Bagapsh implicitly ruled out any solution based on international law. He asserted that he could “only see Abkhazia’s future as an independent state oriented toward Russia.” He cited the conferral of Russian citizenship to Abkhazia’s population as a basis for such a solution. Bagapsh described Georgian President Mikheil Saakashvili’s January 26 remarks on Abkhazia at the Council of Europe as “tantamount to a declaration of war on Abkhazia.” In those remarks, during the question-and-answer period, Saakashvili had noted the fact that the Abkhaz leaders had ethnically cleansed the Georgian population in 1992 and quit the political negotiations three years ago; and that Russia was thwarting all resolution efforts by appointing Abkhazia’s leaders and by turning the region’s residents into Russian citizens as a pretext for “protecting” them with Russian troops.

Kokoiti, speaking on the same day as Saakashvili launched his South Ossetia peace initiative at the Council of Europe (January 26; see EDM, January 27), rejected it out of hand, without commenting on its substance. He demanded that the Georgian parliament issue an admission of Georgian guilt for the 1989-92 conflict, and another admission of guilt for something he described as “mass genocide of Ossetians in 1918-20 by Georgia’s Menshevik government.” Kokoiti announced that the South Ossetian legislature had voted to recognize the supremacy of Russian legislation on the territory of South Ossetia. He anticipated South Ossetia’s ultimate unification with North Ossetia within the Russian Federation, based on the right of self-determination of peoples, for which he referred to the constitutions of the USSR and of Soviet Georgia.

Smirnov, too, held out the prospect of a referendum on Transnistria’s accession to the Russian Federation, in this case with the status of an associated unit. While this threat is not new, Smirnov added an unprecedented threat to hold such a referendum if Moldova becomes integrated with the European Union. Apart from this, he accused Moldova’s leadership on three counts: for trying to internationalize the “pentagonal” negotiating format by involving the United States, the European Union, and Romania; for trying to replace the Russian “peacekeeping” contingent with an international contingent; and for preparing to attack Transnistria militarily. While the first two accusations are meant to reject actual Moldovan diplomatic initiatives, the third accusation is fantasy. Nevertheless, Moldova’s “centrist” opposition leader, Serafim Urecheanu, pronounced that same accusation against his country in an interview with the same Moscow newspaper that interviewed Smirnov this time (Novye izvestiya, December 9; January 27).
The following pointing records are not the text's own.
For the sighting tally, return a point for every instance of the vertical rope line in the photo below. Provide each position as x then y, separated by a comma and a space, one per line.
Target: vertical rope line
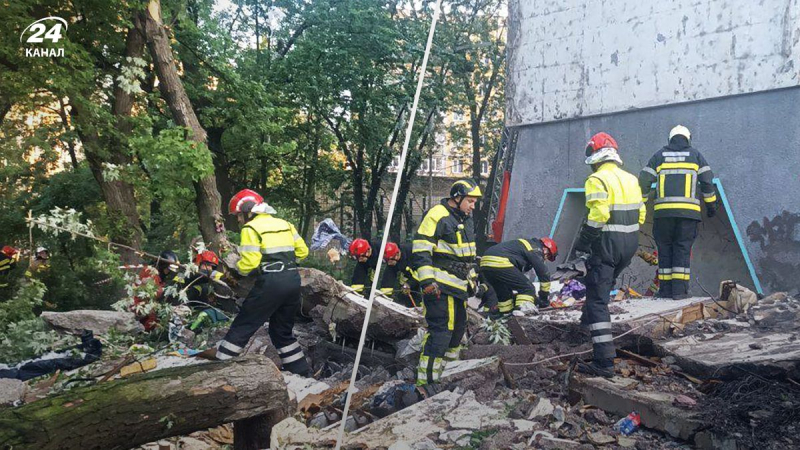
387, 225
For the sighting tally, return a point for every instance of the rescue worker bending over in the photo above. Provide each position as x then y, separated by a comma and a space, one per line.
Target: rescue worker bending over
504, 266
8, 261
610, 238
163, 273
40, 263
443, 256
366, 261
398, 271
270, 248
366, 255
677, 169
201, 291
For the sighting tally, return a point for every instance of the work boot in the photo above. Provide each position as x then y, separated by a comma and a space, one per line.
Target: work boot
596, 370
Regarding conflict-settlement negotiations, the three leaders merely repeated the familiar guiding principles of Russian diplomacy, common to the three “negotiating processes”: equality of status for the recognized states and the unrecognized enclaves, leading to “good-neighborly bilateral relations” between them; maintenance of the “existing mechanisms of negotiations,” heavily dominated by Russia; and “adherence to understandings reached earlier,” that is, to the unlawful arrangements forced upon Georgia and Moldova by Russia during the 1990s.

(Interfax, Itar-Tass, January 26, 27; Ekho Moskvy, Kommersant Daily, January 26, 27).